A pickert (/de/) is a flat, fried or baked potato dish from Westphalia, Germany. It can be considered a kind of flattened dumpling or very nourishing pancake. It comes as a round Pfannenpickert the size of a pan, a rectangular Kastenpickert, or a palm-sized regular Pickert. The name is derived from Low German picken, pecken ("to stick something onto something else").

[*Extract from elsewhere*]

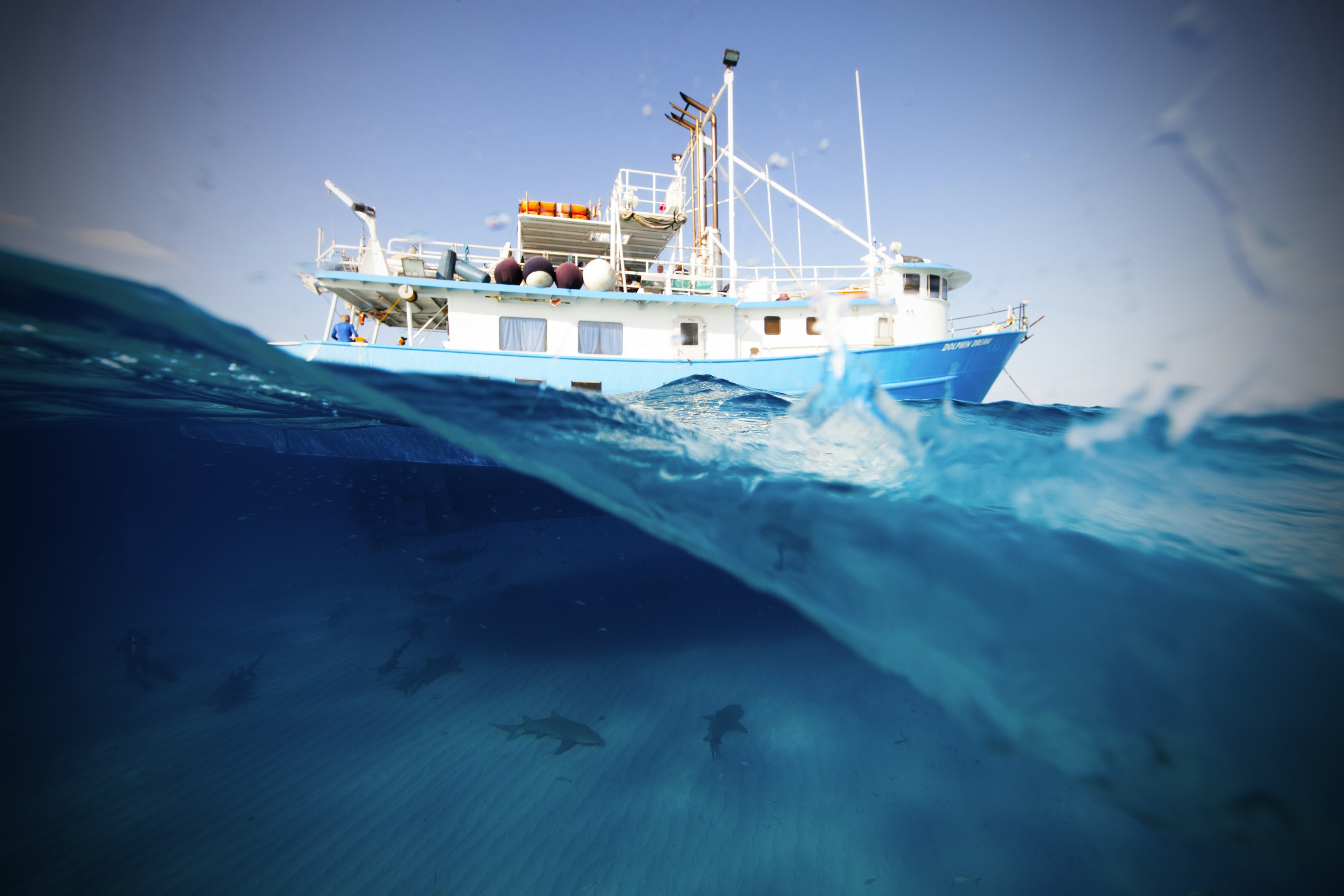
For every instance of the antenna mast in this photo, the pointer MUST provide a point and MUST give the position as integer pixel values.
(863, 151)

The main ingredients are grated potatoes, flour, milk, eggs, and (usually) raisins, with a little yeast, salt and sugar, and oil for the baking. Three big potatoes produce 10–15 palm-sized pickerts, enough for 4–5 people.

Pickerts are a specialty of the district of Lippe, where they developed from a traditional meal for the poorer people. In former times, Pickert was eaten as breakfast or lunch by poor farmers, being a cheap and very nourishing dish, as would be required of food for a day's work in the fields. They are now served spread with sugar beet syrup, butter or (plum) jam, or leberwurst.

A related dish, Lappenpickert, is found in the regions west of Lippe, towards Münster and the Ruhr Area. It does not usually contain raisins and yeast, but may have a dash of sweet cream added. Lappenpickert is usually baked in rather thin pancakes on a griddle greased with a side of lard, and eaten with the same spreads as Pickerts from Lippe, or with smoked fish or cold cuts.